HOME | COLUNAS | SÓ SÃO PAULO | COMUNIDADE | CIDADÃO JORNALISTA | QUEM SOMOS
 
 

entrevista
19/07/2004
País terceirizou flagelo social, diz filósofo

O jargão das ONGs e a disseminação do marketing da responsabilidade social do setor privado provocam uma "barafunda mental" na discussão sobre a miséria e funcionam para legitimar uma nova "fronteira de negócios" em áreas descobertas pelo Estado, hoje ocupado exclusivamente em garantir o pagamento da dívida. Segundo o filósofo Paulo Arantes, este é um dos traços definidores da "questão social" na era petista.

Folha - O PT mobilizou durante duas décadas uma energia social pela mudança que agora, no poder, está tratando de frustrar. A ressaca que começa a pipocar por aí na esquerda é de que tamanho?

Paulo Arantes - A ressaca para a esquerda não foi tão destrutiva como se temia, estão quase todos vivos, embora a ficha de cada um deva cair no seu devido tempo.

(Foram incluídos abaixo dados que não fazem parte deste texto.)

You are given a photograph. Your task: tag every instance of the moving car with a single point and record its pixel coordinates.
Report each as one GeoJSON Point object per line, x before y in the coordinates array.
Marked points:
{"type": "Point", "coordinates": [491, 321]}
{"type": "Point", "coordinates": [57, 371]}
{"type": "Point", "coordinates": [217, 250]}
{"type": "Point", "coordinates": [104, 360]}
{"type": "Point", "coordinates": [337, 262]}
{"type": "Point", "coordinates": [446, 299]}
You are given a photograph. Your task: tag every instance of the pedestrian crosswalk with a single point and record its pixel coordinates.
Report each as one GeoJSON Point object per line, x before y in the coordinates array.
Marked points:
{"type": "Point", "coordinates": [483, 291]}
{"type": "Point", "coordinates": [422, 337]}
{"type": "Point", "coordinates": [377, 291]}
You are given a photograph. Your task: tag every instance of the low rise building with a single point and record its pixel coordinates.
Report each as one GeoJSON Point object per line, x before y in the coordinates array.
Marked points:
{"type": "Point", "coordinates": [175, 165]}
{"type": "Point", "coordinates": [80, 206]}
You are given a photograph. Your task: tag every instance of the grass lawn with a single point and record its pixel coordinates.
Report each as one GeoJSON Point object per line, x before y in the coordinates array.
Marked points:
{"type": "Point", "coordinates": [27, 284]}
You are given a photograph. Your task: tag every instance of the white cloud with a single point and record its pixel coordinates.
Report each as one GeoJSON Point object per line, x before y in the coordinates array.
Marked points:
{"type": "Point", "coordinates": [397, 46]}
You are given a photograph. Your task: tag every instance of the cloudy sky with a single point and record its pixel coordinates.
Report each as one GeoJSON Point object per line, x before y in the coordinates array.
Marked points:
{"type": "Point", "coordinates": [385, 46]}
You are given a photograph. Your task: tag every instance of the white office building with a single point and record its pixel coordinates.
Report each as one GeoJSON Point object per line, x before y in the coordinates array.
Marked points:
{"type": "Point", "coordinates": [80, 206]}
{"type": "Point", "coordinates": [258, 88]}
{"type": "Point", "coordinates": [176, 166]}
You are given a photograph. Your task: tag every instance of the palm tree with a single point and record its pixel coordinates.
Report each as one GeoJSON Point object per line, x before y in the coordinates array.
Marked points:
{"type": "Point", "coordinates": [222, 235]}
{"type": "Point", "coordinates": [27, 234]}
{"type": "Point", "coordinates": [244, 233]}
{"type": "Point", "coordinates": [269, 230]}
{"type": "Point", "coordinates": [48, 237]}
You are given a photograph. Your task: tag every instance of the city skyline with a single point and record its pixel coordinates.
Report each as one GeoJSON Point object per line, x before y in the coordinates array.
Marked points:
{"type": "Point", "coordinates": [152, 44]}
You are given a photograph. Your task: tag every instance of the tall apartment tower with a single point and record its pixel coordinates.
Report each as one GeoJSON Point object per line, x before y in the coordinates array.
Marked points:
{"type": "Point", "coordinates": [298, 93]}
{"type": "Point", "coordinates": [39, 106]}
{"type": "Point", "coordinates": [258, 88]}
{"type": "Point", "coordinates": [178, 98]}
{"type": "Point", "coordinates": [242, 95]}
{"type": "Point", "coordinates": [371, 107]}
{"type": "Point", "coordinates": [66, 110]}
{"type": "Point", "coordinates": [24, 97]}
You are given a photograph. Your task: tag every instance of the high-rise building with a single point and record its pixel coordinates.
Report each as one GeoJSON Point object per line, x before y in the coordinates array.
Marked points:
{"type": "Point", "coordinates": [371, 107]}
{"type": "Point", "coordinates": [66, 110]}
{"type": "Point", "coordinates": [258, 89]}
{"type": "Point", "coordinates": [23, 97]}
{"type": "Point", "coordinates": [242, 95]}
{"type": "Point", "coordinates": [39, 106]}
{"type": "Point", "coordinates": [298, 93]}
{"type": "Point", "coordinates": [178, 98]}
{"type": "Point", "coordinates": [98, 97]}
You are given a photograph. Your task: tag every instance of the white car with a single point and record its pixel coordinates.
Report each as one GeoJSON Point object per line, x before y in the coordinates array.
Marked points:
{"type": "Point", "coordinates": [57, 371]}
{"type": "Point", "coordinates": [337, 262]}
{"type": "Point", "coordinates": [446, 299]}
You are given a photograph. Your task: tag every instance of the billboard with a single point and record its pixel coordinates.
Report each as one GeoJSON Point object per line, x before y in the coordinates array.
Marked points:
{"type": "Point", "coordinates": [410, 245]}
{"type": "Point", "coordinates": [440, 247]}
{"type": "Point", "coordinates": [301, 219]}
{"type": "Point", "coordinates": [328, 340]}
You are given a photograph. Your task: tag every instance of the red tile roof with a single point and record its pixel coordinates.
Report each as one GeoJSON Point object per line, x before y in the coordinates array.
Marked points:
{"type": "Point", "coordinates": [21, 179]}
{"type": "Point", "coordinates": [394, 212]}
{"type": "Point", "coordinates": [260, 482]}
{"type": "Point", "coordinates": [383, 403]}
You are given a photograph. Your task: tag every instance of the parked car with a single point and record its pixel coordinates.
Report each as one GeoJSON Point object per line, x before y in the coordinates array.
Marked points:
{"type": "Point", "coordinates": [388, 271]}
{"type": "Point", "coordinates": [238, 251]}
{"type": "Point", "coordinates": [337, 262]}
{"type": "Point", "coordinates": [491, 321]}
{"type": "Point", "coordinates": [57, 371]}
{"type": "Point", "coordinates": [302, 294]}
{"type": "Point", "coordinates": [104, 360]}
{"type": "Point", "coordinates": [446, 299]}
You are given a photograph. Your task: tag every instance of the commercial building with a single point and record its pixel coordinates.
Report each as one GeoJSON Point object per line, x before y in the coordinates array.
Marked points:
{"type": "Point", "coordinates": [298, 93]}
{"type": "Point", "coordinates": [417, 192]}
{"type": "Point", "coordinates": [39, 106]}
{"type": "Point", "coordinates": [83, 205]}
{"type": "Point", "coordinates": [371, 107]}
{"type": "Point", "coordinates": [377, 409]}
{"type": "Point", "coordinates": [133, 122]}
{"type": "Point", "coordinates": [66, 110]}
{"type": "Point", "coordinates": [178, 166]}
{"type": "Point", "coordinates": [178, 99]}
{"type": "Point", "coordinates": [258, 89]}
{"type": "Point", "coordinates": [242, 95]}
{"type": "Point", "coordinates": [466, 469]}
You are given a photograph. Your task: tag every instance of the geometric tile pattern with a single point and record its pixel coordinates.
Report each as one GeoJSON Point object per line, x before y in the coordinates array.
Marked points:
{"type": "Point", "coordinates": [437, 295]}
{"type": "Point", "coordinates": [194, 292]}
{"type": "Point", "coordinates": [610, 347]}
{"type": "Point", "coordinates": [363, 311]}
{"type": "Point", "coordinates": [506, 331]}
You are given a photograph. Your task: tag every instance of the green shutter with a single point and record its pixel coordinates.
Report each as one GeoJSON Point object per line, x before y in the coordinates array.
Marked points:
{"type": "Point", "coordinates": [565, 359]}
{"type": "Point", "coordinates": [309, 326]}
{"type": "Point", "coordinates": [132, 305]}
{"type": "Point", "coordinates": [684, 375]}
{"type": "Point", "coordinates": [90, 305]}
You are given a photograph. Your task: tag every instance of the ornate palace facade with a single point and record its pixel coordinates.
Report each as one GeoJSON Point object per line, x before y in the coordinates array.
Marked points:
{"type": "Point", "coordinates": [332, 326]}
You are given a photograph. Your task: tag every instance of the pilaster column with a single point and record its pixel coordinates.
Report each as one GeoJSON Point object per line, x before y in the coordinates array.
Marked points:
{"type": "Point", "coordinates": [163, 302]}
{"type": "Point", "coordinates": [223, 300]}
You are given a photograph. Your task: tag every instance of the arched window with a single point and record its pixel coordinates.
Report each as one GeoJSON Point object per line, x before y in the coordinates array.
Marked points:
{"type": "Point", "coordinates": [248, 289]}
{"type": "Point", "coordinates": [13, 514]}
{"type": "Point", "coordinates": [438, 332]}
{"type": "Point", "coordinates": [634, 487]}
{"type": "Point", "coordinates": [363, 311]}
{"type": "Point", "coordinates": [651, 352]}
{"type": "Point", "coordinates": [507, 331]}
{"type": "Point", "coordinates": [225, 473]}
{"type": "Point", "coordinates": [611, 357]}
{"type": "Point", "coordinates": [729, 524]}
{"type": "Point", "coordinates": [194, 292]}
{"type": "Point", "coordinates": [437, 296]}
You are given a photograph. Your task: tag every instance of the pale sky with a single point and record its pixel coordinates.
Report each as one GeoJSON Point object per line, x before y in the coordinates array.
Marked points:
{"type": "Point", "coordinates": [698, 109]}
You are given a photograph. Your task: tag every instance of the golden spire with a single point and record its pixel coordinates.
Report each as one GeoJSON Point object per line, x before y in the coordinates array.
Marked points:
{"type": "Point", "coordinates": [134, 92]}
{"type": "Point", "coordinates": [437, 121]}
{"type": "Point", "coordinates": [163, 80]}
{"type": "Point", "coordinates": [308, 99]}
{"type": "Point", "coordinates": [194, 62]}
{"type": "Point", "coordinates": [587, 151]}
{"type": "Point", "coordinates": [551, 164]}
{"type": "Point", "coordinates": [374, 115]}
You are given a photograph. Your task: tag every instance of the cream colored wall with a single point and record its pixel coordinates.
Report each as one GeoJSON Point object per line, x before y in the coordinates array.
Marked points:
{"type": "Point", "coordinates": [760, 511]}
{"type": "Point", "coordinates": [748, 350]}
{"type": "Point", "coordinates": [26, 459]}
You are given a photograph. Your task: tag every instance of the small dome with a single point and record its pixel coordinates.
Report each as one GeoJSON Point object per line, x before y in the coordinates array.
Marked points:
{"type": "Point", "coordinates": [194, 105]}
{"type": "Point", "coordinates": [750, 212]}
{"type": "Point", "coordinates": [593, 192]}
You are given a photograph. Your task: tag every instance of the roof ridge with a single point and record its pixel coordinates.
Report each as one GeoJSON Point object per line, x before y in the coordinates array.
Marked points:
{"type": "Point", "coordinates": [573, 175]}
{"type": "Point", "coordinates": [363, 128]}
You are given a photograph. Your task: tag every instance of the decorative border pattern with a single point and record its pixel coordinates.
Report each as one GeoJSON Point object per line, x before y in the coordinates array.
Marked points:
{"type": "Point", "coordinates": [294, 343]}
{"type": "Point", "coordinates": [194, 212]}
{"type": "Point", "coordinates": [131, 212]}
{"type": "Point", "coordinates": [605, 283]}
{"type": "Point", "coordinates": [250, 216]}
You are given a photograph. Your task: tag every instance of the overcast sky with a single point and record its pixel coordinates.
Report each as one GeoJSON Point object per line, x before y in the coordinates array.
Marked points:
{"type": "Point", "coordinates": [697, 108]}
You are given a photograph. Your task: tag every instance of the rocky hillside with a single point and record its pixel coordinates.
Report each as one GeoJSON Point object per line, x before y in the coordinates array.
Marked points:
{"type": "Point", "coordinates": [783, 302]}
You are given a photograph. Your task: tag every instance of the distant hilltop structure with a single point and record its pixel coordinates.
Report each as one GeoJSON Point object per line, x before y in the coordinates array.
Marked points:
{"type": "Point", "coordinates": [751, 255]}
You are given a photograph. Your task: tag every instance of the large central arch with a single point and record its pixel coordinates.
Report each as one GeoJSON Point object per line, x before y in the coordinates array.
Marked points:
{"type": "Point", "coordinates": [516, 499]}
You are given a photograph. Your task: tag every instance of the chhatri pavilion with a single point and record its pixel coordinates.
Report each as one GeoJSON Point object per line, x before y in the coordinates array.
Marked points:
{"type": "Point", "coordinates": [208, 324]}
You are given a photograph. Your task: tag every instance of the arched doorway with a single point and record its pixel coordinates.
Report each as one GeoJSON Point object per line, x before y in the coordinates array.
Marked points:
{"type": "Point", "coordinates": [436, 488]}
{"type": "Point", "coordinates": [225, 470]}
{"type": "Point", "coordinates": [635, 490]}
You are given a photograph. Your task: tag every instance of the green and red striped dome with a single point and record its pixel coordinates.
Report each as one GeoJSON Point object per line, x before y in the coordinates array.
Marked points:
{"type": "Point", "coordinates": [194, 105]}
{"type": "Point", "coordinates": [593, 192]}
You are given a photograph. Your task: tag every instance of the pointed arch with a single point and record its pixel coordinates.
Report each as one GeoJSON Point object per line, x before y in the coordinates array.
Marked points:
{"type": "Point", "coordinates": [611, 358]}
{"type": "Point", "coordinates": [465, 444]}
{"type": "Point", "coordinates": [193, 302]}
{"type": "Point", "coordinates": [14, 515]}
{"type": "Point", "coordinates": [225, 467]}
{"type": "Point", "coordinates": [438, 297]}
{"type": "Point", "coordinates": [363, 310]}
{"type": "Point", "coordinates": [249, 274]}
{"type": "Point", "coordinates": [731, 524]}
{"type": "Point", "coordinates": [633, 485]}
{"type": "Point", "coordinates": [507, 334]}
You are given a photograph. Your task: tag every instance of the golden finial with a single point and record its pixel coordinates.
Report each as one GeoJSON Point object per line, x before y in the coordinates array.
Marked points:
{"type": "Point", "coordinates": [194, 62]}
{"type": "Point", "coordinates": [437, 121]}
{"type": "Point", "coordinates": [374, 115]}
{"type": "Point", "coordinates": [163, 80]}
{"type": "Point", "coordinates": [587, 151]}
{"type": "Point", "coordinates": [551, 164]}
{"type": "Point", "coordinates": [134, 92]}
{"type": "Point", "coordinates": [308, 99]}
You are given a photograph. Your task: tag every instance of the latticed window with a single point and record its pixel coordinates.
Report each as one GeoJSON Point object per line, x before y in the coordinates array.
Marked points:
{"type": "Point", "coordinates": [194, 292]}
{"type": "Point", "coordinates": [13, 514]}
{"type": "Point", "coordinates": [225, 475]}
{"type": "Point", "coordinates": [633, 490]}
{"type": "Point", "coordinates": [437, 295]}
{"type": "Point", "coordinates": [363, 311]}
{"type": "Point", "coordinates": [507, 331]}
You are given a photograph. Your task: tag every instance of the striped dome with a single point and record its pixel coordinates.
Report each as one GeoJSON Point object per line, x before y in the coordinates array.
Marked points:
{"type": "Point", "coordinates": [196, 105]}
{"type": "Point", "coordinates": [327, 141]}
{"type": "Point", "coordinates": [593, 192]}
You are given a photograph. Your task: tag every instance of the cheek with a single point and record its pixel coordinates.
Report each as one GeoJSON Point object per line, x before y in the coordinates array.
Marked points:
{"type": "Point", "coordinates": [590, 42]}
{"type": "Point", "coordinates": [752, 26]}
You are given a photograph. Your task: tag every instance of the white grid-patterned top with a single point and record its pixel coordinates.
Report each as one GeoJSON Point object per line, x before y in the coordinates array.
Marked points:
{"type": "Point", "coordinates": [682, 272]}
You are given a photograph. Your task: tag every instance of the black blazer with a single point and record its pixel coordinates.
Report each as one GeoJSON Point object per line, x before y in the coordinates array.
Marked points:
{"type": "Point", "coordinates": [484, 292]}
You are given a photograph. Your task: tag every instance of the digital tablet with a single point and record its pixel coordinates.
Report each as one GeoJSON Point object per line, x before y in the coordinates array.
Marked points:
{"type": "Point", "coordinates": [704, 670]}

Mas houve uma outra ressaca. Os mais bisonhos quando se recordam ainda falam em momento mágico, mas seria muito mais prudente denominar "desrecalque localista". E que ainda pode voltar, pois se trata de uma percepção pública administrável por um bom marketing.

Lembro que há meio século Antonio Candido assim batizou a redenção, pela impregnação da sensibilidade cultivada local pelos valores da modernidade artística e cultural, a reabilitação dos componentes mais vexatórios e por isso mesmo mais recalcados de nossa nacionalidade tida como primitiva. Pois o movimento que culminou na eleição de Lula pode ser encarado como um desrecalque desta mesma ordem, porém de um alcance "localista", praticamente do tamanho do Brasil profundo, e não tão profundo assim.

Os profundérrimos de plantão encheram a boca com aquelas besteiras que brotam do fundo da alma. O ornitorrinco começou a devanear, o animalzinho simpático. Foi um tal de matar as saudades do Brasil, de voltar a gostar do Brasil, de redescobrir a poética das formações incompletas, o charme inconfundível das sociedades felizmente mal-acabadas.

Remakes de alvoradas no morro, compositores vestidos de branco como anjos do tempo e da paciência. Como os milagres acontecem, éramos de novo uma sociedade nacional. Mas quem anunciava essa nova procissão de milagres era a mesmíssima elite em estado de secessão, rentista e dolarizada, embalada pelas novas promessas de um capitalismo de fundos de pensão. Desrecalque de alívio. O não-acontecimento de uma ruptura que nunca estivera nos planos de ninguém, outro suave fiasco, esse realmente histórico. Abortara afinal a cultura da reclamação.

Mede-se o respiro pelas comparações cretinas recorrentes. Na Venezuela, a gesticulação de um bufão deflagrara uma contra-revolução, assim sem mais. Na vizinha Argentina, o vírus populista do ressentimento consumira as derradeiras energias. O Brasil se transformara enfim numa ONG torrencial. Vamos ver a quem será apresentada a conta.

Folha - A quem será?

Arantes - Sabe-se até bem demais. A economia nacional resume-se hoje ao serviço da dívida para assegurar a renda mínima do capital, como diz o João Sayad, o qual obviamente -o capital, não o João- não tem o menor interesse que ela algum dia seja paga.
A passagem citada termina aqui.